大雪のなかで、そのときベストなサービスを考える

車掌時代に中央線の甲府〜松本間に乗務した際、大雪のため途中で運転を見合わせる事態になったことがあります。通常であれば朝7時前に甲府駅を出発し、8時半過ぎには松本駅に到着するのですが、実際に到着したのは日付が変わった深夜2時ころでした。列車が止まった直後はお客さまにお詫びをし、運転再開の情報を集めていましたが、次第に「他に自分にできることはないか」ということを考えて行動するようになりました。新たな情報はありませんでしたが、客室内に入り車内温度を確認したり、お客さまのお話を伺うことで不安の解消に努めたりするほか、ホームを安全に歩けるように雪かきをしました。
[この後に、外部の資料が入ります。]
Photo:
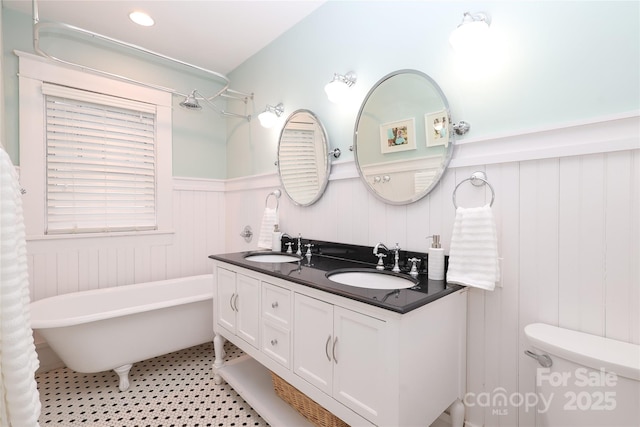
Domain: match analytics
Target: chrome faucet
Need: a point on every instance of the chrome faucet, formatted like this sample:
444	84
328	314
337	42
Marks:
380	265
396	268
299	251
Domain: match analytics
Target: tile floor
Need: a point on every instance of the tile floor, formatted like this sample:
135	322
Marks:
168	391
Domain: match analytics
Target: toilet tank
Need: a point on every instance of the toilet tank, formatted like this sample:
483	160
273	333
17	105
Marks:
593	381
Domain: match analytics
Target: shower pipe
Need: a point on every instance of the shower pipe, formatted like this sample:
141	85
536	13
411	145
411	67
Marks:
224	92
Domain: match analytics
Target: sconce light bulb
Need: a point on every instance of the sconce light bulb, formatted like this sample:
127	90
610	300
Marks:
471	34
336	91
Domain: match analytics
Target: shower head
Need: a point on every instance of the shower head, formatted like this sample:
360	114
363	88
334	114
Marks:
191	102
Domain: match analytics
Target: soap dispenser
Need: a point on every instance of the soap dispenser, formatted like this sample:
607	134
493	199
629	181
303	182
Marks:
276	242
435	264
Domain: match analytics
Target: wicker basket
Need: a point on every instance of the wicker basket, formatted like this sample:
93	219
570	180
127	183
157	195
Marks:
305	406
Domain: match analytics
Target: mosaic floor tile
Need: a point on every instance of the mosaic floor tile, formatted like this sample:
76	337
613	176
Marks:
174	390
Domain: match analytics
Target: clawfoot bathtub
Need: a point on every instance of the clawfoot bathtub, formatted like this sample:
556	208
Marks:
112	328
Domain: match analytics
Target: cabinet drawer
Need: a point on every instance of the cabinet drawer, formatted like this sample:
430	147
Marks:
276	343
276	304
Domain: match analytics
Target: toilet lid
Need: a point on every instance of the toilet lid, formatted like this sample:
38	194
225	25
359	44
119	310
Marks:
585	349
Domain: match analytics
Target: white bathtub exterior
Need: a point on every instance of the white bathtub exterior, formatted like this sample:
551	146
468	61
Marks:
103	329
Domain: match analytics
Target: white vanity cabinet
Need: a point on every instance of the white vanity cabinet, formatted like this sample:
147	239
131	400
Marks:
238	305
276	323
367	365
342	352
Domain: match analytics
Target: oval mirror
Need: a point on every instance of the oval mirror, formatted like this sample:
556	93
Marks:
403	139
303	163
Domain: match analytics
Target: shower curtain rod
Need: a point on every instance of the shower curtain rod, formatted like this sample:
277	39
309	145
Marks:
224	92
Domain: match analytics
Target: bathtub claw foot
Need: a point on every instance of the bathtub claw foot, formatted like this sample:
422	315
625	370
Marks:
123	374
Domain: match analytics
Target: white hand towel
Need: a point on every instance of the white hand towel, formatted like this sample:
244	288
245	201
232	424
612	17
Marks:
19	399
269	219
473	256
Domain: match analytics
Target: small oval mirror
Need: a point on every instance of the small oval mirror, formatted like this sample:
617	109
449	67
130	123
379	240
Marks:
403	138
303	163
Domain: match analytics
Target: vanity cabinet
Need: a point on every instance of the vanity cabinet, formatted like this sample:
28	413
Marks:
238	305
340	351
276	323
367	365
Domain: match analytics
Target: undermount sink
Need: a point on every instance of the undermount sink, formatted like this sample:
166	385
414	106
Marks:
274	257
372	279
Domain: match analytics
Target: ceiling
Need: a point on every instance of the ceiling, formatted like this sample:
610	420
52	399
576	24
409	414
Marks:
215	34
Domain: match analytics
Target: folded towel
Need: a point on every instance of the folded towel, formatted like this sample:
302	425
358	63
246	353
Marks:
269	219
473	255
19	399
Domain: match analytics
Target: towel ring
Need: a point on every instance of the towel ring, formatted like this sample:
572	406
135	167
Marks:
276	194
477	179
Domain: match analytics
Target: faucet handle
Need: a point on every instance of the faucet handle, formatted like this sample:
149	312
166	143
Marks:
308	246
414	268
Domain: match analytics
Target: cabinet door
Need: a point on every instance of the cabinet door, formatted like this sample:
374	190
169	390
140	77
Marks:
247	305
226	294
359	363
313	341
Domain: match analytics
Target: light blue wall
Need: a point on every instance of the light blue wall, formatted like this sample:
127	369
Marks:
555	63
199	137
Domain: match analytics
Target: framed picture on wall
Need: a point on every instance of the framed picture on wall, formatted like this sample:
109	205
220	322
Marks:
437	128
398	136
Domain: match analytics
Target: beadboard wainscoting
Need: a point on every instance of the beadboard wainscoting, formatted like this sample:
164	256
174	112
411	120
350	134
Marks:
567	210
67	264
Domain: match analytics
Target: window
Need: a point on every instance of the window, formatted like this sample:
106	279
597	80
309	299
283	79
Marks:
95	154
100	162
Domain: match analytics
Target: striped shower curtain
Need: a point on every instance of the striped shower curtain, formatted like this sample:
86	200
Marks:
19	399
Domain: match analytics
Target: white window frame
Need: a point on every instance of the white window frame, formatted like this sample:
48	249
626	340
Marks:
33	71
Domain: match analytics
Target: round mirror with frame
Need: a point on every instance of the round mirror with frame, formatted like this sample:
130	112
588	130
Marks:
403	138
303	163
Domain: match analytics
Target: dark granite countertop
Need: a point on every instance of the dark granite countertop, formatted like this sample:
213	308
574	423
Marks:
312	272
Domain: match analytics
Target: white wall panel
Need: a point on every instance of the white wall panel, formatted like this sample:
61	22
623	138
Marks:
568	233
63	265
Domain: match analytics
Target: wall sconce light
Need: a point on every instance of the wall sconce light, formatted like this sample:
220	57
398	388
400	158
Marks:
471	33
337	89
270	114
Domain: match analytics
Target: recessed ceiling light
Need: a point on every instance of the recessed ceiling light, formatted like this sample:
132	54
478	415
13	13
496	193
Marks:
141	18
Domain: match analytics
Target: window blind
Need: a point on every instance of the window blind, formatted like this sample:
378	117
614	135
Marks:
101	160
297	161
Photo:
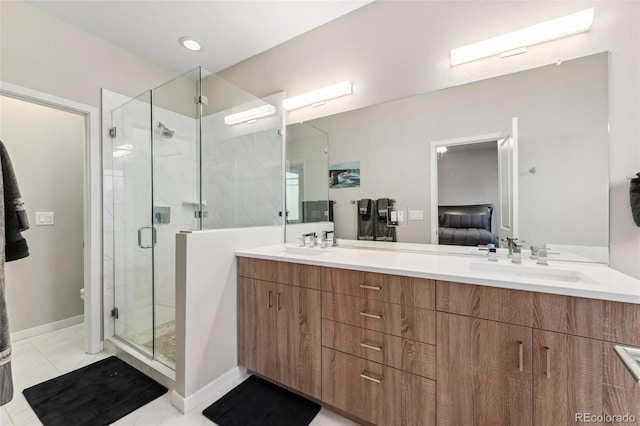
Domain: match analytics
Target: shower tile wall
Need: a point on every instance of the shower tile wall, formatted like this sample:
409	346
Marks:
241	173
242	183
175	186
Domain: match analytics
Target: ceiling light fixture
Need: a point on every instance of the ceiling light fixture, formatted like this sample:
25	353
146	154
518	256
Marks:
516	42
190	44
318	97
250	116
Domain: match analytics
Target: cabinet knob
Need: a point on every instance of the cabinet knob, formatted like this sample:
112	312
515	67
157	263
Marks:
370	287
521	356
375	348
364	375
548	372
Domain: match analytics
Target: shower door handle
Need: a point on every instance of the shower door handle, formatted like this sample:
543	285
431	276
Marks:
153	236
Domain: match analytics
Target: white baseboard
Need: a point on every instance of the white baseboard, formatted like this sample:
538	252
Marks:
45	328
209	393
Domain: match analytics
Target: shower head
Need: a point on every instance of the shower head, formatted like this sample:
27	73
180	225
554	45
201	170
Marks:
165	131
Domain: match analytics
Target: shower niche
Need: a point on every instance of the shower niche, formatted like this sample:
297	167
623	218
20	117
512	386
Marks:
186	156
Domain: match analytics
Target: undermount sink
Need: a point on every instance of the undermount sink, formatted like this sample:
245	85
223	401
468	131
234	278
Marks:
304	251
545	272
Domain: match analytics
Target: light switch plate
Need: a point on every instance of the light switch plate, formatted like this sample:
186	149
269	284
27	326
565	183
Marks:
44	218
416	215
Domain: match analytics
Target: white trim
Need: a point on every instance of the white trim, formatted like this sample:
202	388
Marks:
92	204
433	156
46	328
209	393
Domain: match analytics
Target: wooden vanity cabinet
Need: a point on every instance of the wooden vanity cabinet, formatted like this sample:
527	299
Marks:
379	354
279	329
484	373
567	357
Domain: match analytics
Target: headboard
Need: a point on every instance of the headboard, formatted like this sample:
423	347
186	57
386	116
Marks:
470	209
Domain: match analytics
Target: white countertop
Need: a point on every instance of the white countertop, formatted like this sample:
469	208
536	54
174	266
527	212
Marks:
595	281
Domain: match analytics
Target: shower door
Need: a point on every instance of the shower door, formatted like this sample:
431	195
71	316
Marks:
133	233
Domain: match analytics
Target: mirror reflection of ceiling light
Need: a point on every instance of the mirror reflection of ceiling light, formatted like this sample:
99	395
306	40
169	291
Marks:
250	116
516	42
190	43
318	97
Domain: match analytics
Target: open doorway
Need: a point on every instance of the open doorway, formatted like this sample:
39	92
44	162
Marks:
476	176
49	140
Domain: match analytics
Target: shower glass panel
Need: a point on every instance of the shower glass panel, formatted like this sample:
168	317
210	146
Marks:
242	158
133	235
176	132
195	153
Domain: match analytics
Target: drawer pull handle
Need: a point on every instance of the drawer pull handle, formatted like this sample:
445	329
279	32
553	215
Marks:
373	379
370	287
548	372
366	314
520	356
375	348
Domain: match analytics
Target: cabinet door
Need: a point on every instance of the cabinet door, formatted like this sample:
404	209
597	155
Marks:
483	372
256	326
576	376
299	339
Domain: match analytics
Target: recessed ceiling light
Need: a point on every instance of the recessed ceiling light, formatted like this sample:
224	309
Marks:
190	44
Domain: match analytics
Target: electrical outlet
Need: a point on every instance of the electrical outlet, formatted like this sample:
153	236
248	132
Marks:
44	218
416	215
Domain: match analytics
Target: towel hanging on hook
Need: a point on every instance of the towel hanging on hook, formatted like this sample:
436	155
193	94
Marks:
634	197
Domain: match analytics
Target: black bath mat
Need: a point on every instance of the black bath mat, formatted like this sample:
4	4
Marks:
257	402
98	394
ようやく松本駅に到着したときに、外国人のお客さまから「慣れない日本で不安でしたが、あなたの気配りの行き届いたもてなしで落ち着くことができました。素晴らしい時間をありがとう」という内容の心温まるお手紙をいただき感激しました。この手紙は今でも私の一番の宝物です。このときの経験は、「仕事だからやる」「こうすれば感謝されるだろう」と考えるのではなく、自分がひとりの社会人としてできる最高のサービスは何かをつねに考えなければいけない、と思うきっかけになりました。

これから挑戦していきたいことは?

運転士のレベルアップを通じて、JR東日本への信頼を高める

輸送業務に携わるようになってから12年になります。そのなかで多くの失敗をし、悔し涙を流したこともあります。現在の業務で心がけているのは、後輩に自分と同じ失敗をさせないために、これまでの経験から何ができるかを考え、行動することです。JR東日本では最先端の保安装置を導入するなど、設備を充実させていますが、正しく扱えなければ意味がありません。安全な輸送サービスを担う乗務員の育成にかかわることで、当社の安全ブランドを支える一員でありたいと思います。将来的には、過去に発生したミスや事故を繰り返さないだけではなく、トラブルの原因を未然に取り除く業務に挑戦したいと考えています。